O disco vem repleto de angustia, tristeza e sofrimento, com certeza foi o material mais confessional já lançado por Pitty, levando em consideração que nesse período ela perdeu o seu grande amigo o Peu (Ex-Guitarrista da banda e que cometeu suicídio no ano passado) e também uma batalha judicial movida pelo ex-baixista Joe, além do gatinho que ilustra essa capa.
É possível pinçar algumas boas canções, como é o caso da faixa título que já virou single e bomba nas principais rádios do país. Deixa Ela Entrar, a segunda faixa do disco, tem uma pegada Poppy Punk bem interessante, Pequena Morte vem logo na sequencia e apresenta para o mundo o mais novo integrante da banda o baixista Guilherme Almeida, em uma linha de baixo engordurada e que dá tônica a canção. Importante ressaltar que Guilherme Almeida foi baixista do projeto de Martin com o Baterista Duda, e também da banda Chá de Bebê que além dos integrantes de Pitty conta também com Chuck Hipolitho do Vespas Mandarinas.
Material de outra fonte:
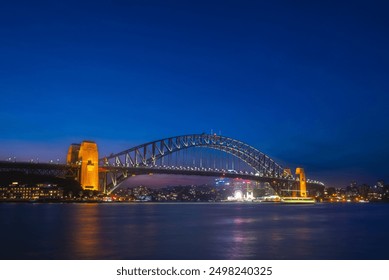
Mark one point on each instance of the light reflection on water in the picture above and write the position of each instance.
(193, 231)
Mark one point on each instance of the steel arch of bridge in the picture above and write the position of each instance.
(146, 155)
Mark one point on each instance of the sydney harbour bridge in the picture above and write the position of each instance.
(194, 154)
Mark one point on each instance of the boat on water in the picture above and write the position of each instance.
(298, 200)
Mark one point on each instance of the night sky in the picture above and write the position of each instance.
(305, 82)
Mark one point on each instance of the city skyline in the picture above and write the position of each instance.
(304, 82)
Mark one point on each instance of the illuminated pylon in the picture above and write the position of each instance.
(303, 183)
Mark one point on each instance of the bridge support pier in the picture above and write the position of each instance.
(86, 156)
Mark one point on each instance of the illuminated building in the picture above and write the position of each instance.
(38, 192)
(86, 155)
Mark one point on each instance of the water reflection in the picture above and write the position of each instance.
(192, 231)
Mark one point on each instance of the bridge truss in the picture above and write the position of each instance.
(170, 155)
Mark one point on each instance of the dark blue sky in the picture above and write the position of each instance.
(306, 82)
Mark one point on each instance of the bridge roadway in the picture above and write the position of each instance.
(196, 172)
(71, 171)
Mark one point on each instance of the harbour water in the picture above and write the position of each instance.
(194, 231)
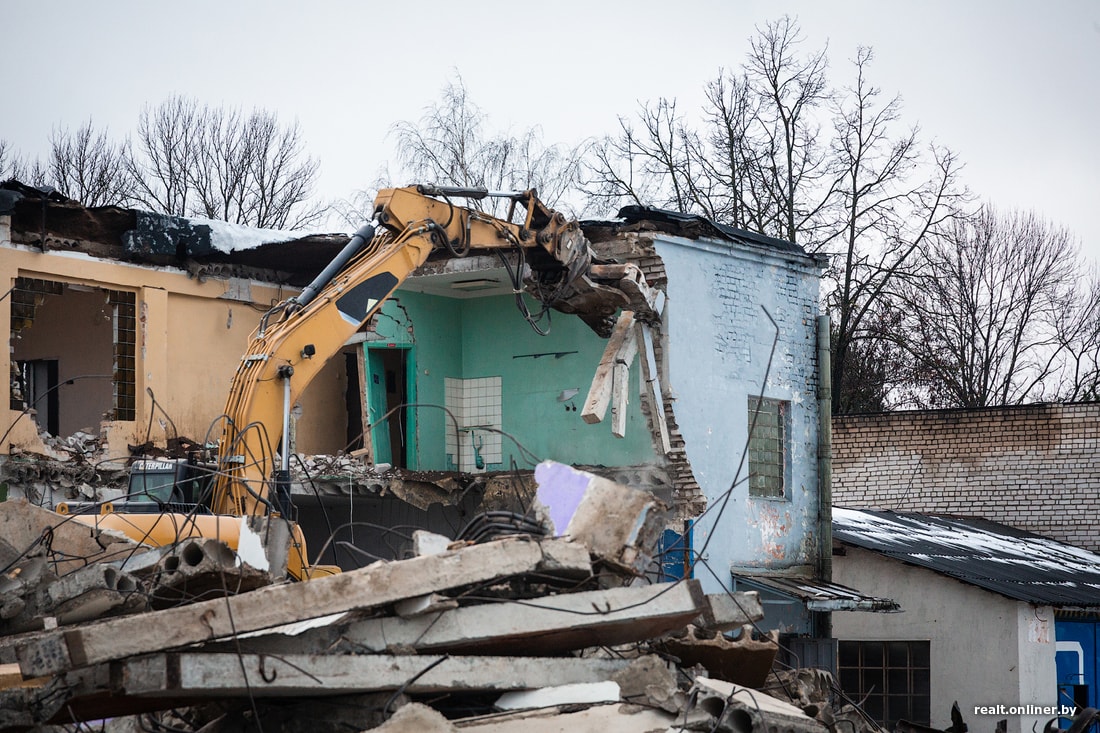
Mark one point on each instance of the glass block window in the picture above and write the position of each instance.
(768, 447)
(892, 678)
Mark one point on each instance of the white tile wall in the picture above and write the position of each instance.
(475, 405)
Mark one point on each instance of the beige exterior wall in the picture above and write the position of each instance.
(986, 649)
(190, 336)
(1033, 467)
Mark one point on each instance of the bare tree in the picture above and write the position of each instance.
(982, 316)
(167, 151)
(886, 203)
(1078, 332)
(13, 165)
(88, 167)
(218, 163)
(252, 171)
(450, 145)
Um Leão poderia ser facilmente um grande destaque de Setevidas, mas se por um lado ela tem contratempos desconcertantes por outro ela peca pelo o excesso de experimentalismo e vocalizes desnecessários nos refrões.
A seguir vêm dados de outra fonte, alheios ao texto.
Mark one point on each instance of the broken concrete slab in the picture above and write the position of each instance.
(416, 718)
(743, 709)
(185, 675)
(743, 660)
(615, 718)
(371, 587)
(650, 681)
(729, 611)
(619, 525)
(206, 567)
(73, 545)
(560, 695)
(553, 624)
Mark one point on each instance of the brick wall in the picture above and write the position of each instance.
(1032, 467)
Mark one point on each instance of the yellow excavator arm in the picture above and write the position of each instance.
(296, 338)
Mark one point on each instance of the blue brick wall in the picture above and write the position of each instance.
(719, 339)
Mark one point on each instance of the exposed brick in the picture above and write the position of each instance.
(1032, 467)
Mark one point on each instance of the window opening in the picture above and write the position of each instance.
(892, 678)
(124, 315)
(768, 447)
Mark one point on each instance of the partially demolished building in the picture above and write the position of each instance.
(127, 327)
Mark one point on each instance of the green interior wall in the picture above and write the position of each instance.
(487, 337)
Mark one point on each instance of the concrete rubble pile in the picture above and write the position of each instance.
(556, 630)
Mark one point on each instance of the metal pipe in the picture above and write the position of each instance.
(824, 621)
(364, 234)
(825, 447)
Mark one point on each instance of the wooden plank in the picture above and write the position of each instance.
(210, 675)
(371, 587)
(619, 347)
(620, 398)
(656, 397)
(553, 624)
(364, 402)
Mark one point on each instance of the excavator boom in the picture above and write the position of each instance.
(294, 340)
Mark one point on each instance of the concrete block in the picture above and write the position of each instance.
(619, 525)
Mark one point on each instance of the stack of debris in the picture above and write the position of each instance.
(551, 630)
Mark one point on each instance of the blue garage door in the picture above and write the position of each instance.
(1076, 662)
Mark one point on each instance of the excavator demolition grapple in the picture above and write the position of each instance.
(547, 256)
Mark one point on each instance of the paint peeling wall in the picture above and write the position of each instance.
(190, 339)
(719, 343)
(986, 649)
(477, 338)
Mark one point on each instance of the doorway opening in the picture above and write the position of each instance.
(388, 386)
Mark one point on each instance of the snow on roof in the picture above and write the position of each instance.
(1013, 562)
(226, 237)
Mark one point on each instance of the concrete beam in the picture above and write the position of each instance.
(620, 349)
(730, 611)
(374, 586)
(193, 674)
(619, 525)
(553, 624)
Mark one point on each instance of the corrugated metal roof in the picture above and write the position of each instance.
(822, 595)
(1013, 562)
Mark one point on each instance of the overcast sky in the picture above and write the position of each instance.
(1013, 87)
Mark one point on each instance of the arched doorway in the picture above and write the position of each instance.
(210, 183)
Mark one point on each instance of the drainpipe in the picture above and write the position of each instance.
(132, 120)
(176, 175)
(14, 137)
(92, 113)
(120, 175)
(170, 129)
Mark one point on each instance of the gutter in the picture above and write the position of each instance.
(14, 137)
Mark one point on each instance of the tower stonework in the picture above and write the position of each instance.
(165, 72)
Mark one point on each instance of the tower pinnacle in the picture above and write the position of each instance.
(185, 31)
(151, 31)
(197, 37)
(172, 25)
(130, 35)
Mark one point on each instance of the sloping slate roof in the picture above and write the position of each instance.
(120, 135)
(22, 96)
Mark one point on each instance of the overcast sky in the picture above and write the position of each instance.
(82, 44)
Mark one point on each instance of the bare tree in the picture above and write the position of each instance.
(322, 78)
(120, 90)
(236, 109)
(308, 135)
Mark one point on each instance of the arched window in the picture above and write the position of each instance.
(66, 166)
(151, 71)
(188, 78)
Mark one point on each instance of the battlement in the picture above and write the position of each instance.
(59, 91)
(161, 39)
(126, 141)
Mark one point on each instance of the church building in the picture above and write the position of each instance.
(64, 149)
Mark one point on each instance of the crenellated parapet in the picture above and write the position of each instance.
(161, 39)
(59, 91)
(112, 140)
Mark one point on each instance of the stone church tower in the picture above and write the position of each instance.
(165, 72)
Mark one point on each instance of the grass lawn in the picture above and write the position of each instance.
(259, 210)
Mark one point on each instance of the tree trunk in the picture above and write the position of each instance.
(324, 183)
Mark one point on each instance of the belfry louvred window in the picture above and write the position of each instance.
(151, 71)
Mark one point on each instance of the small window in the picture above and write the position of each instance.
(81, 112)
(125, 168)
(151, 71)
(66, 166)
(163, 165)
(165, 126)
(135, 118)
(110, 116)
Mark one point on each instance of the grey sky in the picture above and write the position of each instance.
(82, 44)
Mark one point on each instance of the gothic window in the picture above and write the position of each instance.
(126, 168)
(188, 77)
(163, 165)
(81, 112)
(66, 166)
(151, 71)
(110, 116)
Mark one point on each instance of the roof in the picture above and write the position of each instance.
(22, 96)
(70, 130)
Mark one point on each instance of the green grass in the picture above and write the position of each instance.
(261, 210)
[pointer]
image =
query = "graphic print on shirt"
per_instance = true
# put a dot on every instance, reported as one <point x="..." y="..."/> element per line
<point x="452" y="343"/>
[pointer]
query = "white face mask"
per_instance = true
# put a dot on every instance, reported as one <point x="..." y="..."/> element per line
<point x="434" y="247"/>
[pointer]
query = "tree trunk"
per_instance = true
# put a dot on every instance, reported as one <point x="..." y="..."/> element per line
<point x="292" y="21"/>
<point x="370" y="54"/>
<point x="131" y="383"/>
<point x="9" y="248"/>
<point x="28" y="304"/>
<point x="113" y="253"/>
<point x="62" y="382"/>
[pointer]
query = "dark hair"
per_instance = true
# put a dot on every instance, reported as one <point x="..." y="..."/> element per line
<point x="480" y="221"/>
O restante do álbum é aquele mais do mesmo de sempre, Pitty enxota nas canções todas as suas referencias musicais, de Faith No More a Nirvana, de Mars Volta a Muse, de Queens Of The Stone Age a Rita Lee, tudo no mesmo caldeirão mas nada em conexão, guitarras pesadas em melodias densas, arrastadas com efeitos eletrônicos nos vocais, tentando soar nervoso e maduro mas não convence.
Setevidas foi gravado todo ao vivo no estúdio e produzido pelo figurinha carimbada Rafael Ramos (Titãs, Ultraje a Rigor, Raimundos, Matanza e Dead Fish) em parceria com a lenda britânica Tim Palmer que já trabalhou com Robert Plant, Ozzy Osbourne, U2, Pearl Jam entre outros, e mesmo com a produção primorosa e todos esses atributos de luxo não vem a somar com o conteúdo apresentado.
Setevidas não é um disco ruim é apenas a Pitty sendo ela mesmo, e ai que está o problema.